Chapter 39 - Voices of the Past
Walking through the low ceiling tunnel, tree roots reaching down to pull at my hair, I allowed myself to think. The last thing I remembered was fighting the Four Kings and being caught by one of their grapples followed by nothing but agonizing pain until I found myself in that clearing with the girl, or doll, whatever she was. Had I died? If so was this the Abyss I so greatly feared? I could never fully recall what happened if I fell to the Four Kings and assumed it was for my own good, appearing at the last Bonfire I’d rested at feeling as if I’d just been dragged over a bed of hot coals and jagged knives and if that was an after effect what sort of horrors had I actually experienced?

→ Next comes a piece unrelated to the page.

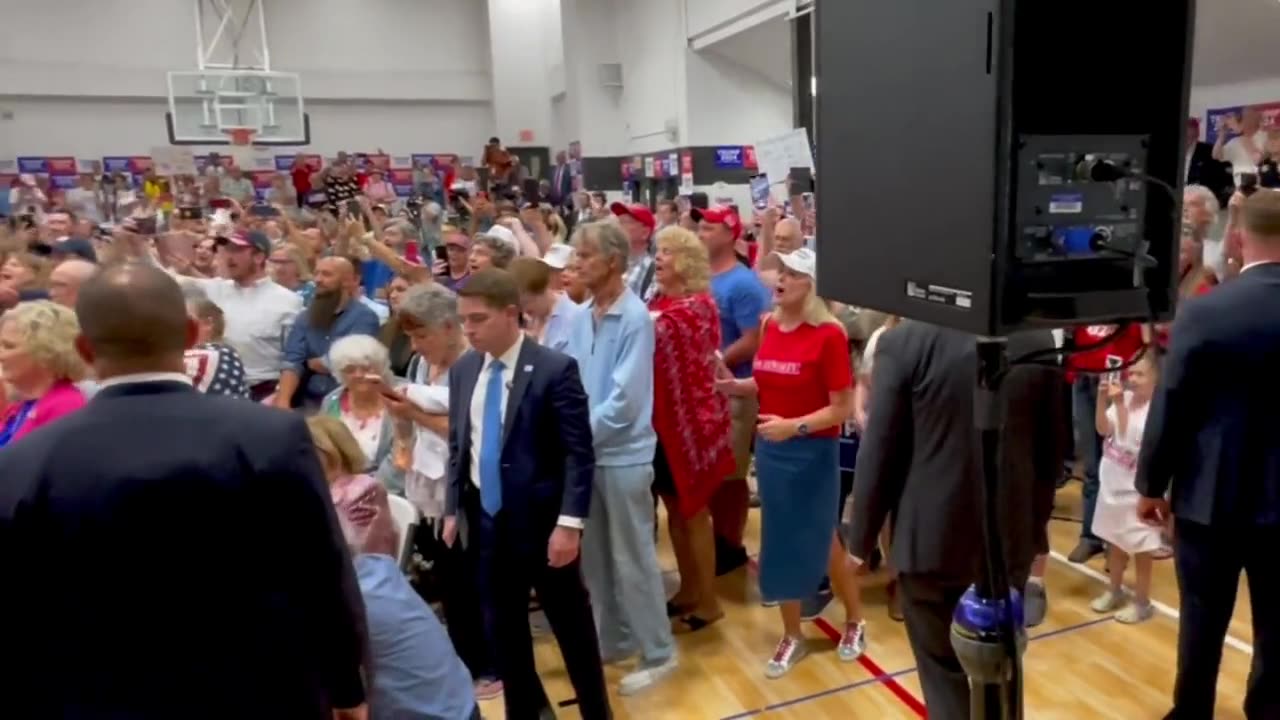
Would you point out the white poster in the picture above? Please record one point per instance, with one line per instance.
(777, 155)
(172, 160)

The scant few things that did surface made me shiver; Cold sharper than any mountain, voices madder than even I, truth so jarring entire worlds broke beneath its weight, death certain and unending. Yet this place I came to might just as easily have nothing to do with the Four Kings or Abyss; only thing for certain being that voice in the Dark was absolutely involved with bringing me here. In fact it had called me “son.” Why? A trick to confuse or actual truth? Adding to the mystery the voice sounded familiar, and not the way most things did; dark forbidden secrets sealed deep within my mind, but more recent. This cycle in fact.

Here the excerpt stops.